Avec l’entrée de la Roumanie au sein de l’Union européenne, l’intérêt des entrepreneurs français pour le marché roumain s’est renforcé et devrait demeurer soutenu pendant de longues années. « La Roumanie demeure une opportunité d’affaires à l’horizon 2014 » a estimé Pierre-Antoine Gailly, président de l’UCCIFE, lors du Comité consultatif régional pour les Pays de l’Europe Centrale et Orientale (PECO) qui se tenait pour la première fois à Bucarest fin janvier 2008. « Avec une croissance de 6-7% par an » précise-t-il, « la Roumanie est un pays avec un puissant potentiel de drainage des investissements étrangers, en général, et des investissements français, en particulier ».
La main d’œuvre roumaine bon marché a toujours représenté en ce sens un atout incontestable : avec un coût horaire de 2,68 euros en 2006, la Roumanie figure parmi les pays les moins chers de l’UE, selon l’Office européen des statistiques (Eurostat), bien en dessous de la moyenne des 27 de 20,35 euros et loin derrière la Suède (32,16 euros) ou la France (30,31 euros). Sa compétence également, puisqu’elle bénéficie de l’héritage d’une tradition industrielle bien ancrée. La fin de ce mythe pour les investisseurs étrangers a-t-elle sonné avec la grève de l’usine Dacia de Pitesti ce printemps ? En tous les cas les signes d’un rattrapage économique accéléré sont aujourd’hui bien visibles. La hausse des salaires de la main d’œuvre roumaine spécialisée serait la deuxième la plus forte de l’UE en 2007, tandis que les prix des terrains ou des immeubles ont connu, avec la perspective d’adhésion à l'UE, une croissance moyenne de l'ordre de 30% en 2006 dans l’ensemble du pays et en particulier dans les zones touristiques.

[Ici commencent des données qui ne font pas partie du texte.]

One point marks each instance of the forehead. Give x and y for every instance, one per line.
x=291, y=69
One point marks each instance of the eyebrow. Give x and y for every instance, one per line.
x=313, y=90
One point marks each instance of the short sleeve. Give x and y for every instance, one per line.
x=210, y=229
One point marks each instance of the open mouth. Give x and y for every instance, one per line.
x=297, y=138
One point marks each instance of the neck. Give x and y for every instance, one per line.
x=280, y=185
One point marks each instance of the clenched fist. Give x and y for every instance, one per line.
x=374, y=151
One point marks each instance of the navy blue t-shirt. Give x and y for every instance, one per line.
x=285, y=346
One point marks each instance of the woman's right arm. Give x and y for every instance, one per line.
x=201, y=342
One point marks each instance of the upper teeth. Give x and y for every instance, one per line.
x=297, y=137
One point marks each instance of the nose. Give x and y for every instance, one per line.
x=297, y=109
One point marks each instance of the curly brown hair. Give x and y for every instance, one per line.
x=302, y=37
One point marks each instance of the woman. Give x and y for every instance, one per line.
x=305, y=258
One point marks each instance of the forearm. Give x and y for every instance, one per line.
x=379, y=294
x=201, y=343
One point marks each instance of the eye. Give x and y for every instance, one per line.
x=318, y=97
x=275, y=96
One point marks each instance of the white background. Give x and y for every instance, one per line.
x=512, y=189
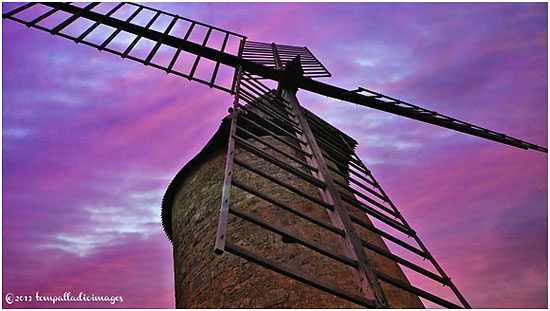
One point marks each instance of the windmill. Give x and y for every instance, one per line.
x=274, y=61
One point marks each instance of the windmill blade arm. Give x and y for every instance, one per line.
x=374, y=100
x=385, y=103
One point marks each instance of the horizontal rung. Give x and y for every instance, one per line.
x=404, y=262
x=280, y=128
x=376, y=214
x=366, y=198
x=276, y=149
x=297, y=275
x=285, y=233
x=416, y=291
x=363, y=187
x=388, y=236
x=287, y=207
x=271, y=159
x=285, y=185
x=256, y=125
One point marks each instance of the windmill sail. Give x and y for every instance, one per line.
x=350, y=193
x=326, y=159
x=250, y=64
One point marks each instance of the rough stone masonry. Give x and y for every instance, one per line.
x=204, y=279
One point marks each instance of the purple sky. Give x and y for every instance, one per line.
x=90, y=142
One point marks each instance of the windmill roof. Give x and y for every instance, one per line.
x=218, y=140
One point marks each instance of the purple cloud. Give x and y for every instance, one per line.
x=90, y=143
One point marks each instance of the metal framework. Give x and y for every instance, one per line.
x=267, y=54
x=326, y=158
x=203, y=51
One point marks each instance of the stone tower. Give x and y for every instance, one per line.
x=204, y=279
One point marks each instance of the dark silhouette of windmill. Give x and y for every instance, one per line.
x=271, y=125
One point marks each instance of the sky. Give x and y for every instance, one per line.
x=90, y=143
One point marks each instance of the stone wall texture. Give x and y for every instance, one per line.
x=204, y=279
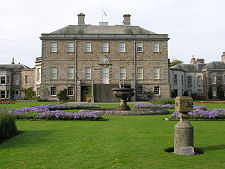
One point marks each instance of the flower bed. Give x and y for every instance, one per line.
x=49, y=112
x=201, y=112
x=7, y=102
x=166, y=106
x=218, y=101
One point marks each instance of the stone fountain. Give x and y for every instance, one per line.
x=124, y=92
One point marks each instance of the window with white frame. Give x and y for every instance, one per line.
x=3, y=80
x=140, y=72
x=17, y=79
x=25, y=79
x=38, y=91
x=189, y=79
x=87, y=46
x=3, y=94
x=7, y=94
x=156, y=90
x=8, y=80
x=175, y=79
x=70, y=74
x=122, y=73
x=139, y=47
x=87, y=73
x=70, y=47
x=214, y=92
x=70, y=91
x=53, y=91
x=199, y=80
x=53, y=47
x=105, y=75
x=155, y=47
x=182, y=80
x=17, y=93
x=105, y=46
x=39, y=74
x=53, y=73
x=139, y=90
x=122, y=47
x=213, y=79
x=156, y=73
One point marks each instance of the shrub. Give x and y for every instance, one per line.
x=165, y=101
x=7, y=124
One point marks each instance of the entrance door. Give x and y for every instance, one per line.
x=105, y=75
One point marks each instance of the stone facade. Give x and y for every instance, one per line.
x=187, y=78
x=27, y=80
x=96, y=61
x=199, y=78
x=214, y=80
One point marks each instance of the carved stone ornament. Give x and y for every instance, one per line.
x=105, y=60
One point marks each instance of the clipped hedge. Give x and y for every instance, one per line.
x=7, y=124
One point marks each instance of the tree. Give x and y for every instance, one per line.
x=175, y=62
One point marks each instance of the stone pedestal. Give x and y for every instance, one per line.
x=183, y=135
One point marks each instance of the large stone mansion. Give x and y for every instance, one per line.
x=90, y=60
x=83, y=56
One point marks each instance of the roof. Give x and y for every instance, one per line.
x=99, y=29
x=103, y=32
x=215, y=65
x=13, y=67
x=188, y=67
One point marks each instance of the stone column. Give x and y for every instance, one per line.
x=183, y=130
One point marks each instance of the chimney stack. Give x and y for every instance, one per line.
x=126, y=19
x=223, y=57
x=81, y=20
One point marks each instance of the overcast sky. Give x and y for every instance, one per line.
x=194, y=26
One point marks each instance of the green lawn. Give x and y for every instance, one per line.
x=135, y=142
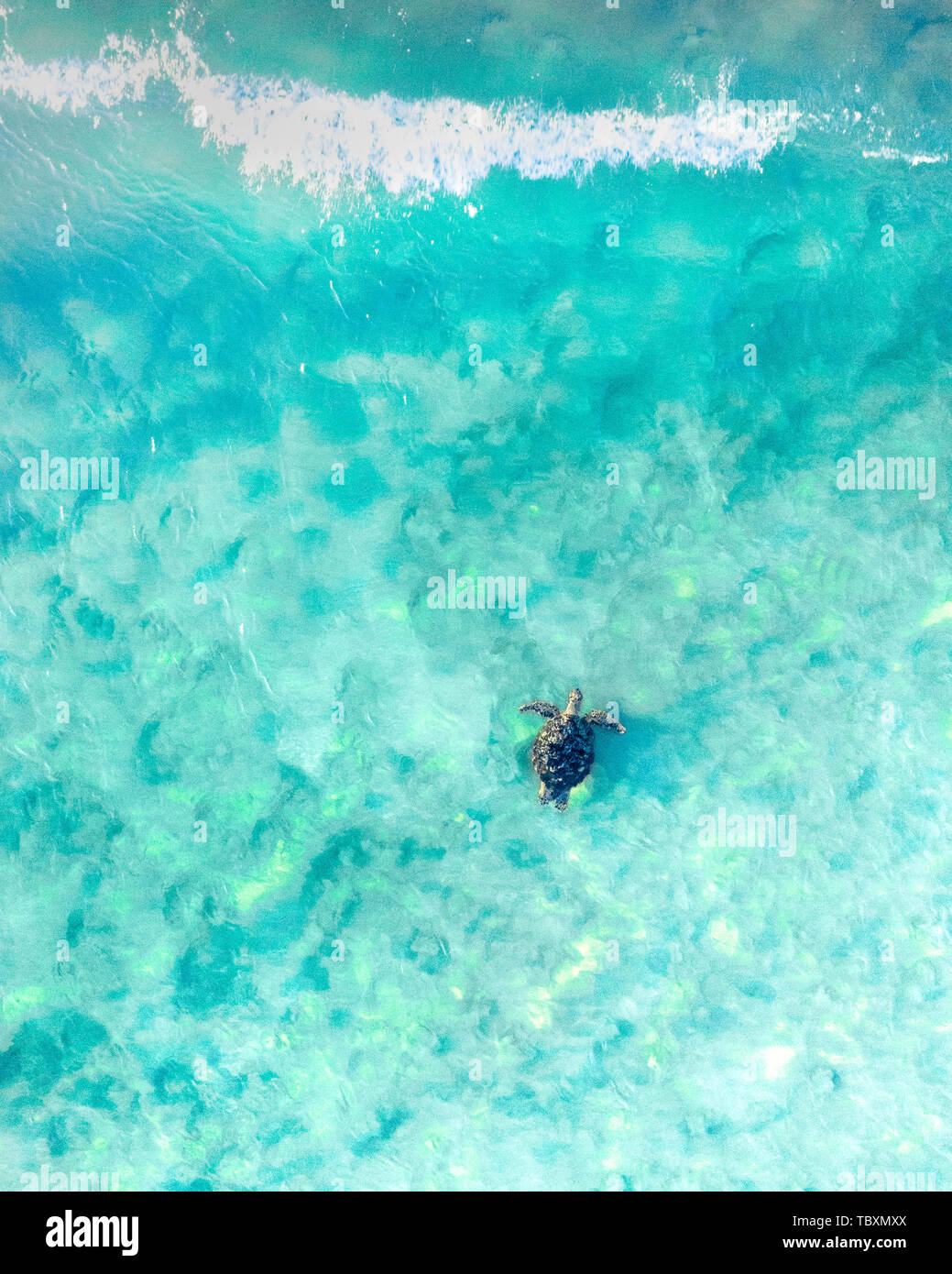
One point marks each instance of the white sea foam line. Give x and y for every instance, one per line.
x=318, y=139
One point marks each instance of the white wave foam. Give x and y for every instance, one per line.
x=318, y=139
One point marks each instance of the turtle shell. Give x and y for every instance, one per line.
x=563, y=752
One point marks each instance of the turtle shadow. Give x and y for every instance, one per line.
x=648, y=760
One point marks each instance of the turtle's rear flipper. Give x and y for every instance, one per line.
x=541, y=708
x=606, y=721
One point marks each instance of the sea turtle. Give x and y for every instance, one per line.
x=564, y=750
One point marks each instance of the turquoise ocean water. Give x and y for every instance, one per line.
x=279, y=907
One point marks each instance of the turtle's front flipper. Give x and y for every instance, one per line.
x=541, y=708
x=604, y=720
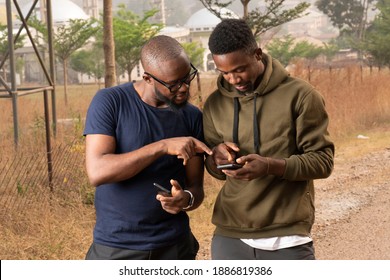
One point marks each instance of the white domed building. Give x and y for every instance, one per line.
x=201, y=24
x=62, y=11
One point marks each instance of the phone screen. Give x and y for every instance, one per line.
x=230, y=166
x=161, y=188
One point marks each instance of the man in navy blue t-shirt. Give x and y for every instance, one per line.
x=139, y=134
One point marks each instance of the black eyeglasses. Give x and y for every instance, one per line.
x=175, y=87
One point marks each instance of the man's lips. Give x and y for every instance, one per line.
x=241, y=87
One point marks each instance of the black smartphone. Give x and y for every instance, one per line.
x=161, y=188
x=230, y=166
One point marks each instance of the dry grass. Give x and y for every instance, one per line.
x=52, y=228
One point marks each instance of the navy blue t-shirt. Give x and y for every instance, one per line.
x=127, y=213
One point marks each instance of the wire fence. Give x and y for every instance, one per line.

Cet emballement des prix de l’immobilier traduit un décalage entre l’offre et la demande. A Bucarest où vivent deux millions de Roumains, le besoin de logement est estimé à 200 000 nouvelles habitations. Bouygues Construction compte bien en profiter en investissant 35 à 40 millions d’euros pour la construction de deux bâtiments comprenant 500 appartements sur un terrain de 14 000 m2 situé dans le quartier de Ghencea, à l’ouest de la capitale. En 2007, le volume total des investissements immobiliers a atteint le niveau record de 2,2 milliards d’euros.
La hausse spectaculaire enregistrée par le marché roumain du bâtiment a également entraîné un développement sans précédent de l’industrie des matériaux de construction. Lafarge, par exemple, prévoit une hausse de 20% de son chiffre d’affaires en 2008, grâce à la forte demande de matériaux de construction qui atteint près de 10 millions de tonnes en 2007. Le cimentier français a ainsi récemment annoncé qu’il investirait 58 millions d’euros pour augmenter de plus d’un million de tonnes sa capacité de production de ciment dans ses trois usines roumaines d’ici la fin de l’année. La croissance économique du pays au premier semestre 2008, plus forte qu’à la même période en 2007 (7,4% contre 6%) est d’ailleurs impulsée par le secteur de la construction.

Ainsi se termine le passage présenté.